3-D printed ship propeller is a world first
Posted on 15 Jan 2021 and read 493 times
French defence contractor Naval Group
has successfully 3-D printed a next-generation propeller using its own DED-based process called metal wire fusion. Mounted on the propellor shaft of the Andromède, a Tripartite minehunter, it is now in service with the French Navy.
The propeller, which has a 2.5m span and is supported by five 200kg blades, left Naval Group’s Nantes-Indret facility in October 2020 to be mounted on the propellor shaft of the Andromède in Brest. Sea trials were then performed successfully at the end of December.
Emmanuel Chol, director of the Nantes-Indret facility, said: “Obtaining the necessary military naval quality requires rigorous development. Nearly three years of R&D — carried out by the technical and innovation department in cooperation with the Ecole Centrale de Nantes within the framework of the LabCom Joint Laboratory of Maritime Technology — went into the development of the deposition process of metal wire fusion.
“It is the largest metal 3D-printed thruster ever to have been manufactured and the first-ever propeller produced using this technology, and manufactured for use beyond just sea trials.”
The harsh conditions in which ships are used warrant the need to meet strict requirements (corrosion, fatigue and shock resistance). Naval Group worked together with Bureau Véritas throughout the process to present its technical justification file in order to allow the Fleet Support Services and the French Defence Procurement Agency to authorise the trial of the blades produced for a military ship in normal operating conditions. The blades received certification from Bureau Véritas.
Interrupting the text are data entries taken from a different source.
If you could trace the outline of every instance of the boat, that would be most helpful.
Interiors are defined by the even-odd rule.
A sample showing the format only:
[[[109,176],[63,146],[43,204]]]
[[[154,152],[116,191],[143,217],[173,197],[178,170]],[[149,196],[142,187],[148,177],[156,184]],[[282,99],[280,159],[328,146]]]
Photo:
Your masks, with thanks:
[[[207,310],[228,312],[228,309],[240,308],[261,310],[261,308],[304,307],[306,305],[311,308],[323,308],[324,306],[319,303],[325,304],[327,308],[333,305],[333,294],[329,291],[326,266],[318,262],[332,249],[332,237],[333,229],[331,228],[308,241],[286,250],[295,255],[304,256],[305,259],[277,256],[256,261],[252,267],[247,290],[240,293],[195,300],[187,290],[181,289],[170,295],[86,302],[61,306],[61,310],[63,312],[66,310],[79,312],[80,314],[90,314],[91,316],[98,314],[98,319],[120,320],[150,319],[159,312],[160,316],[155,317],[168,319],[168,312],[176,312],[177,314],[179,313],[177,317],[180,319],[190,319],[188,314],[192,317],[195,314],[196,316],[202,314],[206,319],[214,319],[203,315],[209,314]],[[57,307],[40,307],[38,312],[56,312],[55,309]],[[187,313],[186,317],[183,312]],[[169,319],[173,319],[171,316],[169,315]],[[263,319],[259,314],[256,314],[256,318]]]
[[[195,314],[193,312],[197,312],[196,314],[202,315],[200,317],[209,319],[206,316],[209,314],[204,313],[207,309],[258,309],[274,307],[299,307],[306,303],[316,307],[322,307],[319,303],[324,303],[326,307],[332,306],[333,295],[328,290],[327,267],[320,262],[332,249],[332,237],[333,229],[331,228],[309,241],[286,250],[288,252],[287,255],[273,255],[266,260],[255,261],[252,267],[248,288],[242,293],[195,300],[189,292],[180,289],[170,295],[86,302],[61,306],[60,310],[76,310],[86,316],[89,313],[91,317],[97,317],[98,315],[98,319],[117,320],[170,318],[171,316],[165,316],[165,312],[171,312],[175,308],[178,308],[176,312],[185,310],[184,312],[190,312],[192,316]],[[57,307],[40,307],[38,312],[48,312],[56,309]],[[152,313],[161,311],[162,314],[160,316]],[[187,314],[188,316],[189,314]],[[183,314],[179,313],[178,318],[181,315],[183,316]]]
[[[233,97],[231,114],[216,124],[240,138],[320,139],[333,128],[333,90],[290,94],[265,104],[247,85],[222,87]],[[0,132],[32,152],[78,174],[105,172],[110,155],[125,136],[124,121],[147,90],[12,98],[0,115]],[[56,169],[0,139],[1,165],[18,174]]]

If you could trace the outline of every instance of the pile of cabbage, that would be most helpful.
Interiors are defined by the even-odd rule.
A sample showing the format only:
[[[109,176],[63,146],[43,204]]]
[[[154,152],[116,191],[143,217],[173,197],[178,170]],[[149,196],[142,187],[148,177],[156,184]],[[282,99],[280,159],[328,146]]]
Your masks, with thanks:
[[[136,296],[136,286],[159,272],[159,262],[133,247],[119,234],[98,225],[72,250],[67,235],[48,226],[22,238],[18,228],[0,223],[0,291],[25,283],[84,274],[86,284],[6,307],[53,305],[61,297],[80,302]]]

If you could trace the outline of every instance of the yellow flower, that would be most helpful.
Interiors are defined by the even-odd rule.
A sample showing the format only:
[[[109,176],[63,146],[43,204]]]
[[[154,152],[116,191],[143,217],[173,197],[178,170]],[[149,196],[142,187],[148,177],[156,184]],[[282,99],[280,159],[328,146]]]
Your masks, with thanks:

Eric Balufin, director of the Naval Group site in Brest, said: “The assembly of this 3-D printed propeller shows great promise for the future. This new technology will enable us to considerably reduce technical constraints, and therefore allow for new manufacturing solutions for complex geometrical shapes which cannot be produced through conventional manufacturing processes. It will also enable us to greatly reduce production time and in-service support as a result.”
This propeller is a first step. A new development phase will now begin, aimed at revamping the detailed design of other parts so that they benefit from 3-D printing in areas that include acoustic discretion, weight reduction and increased productivity of parts.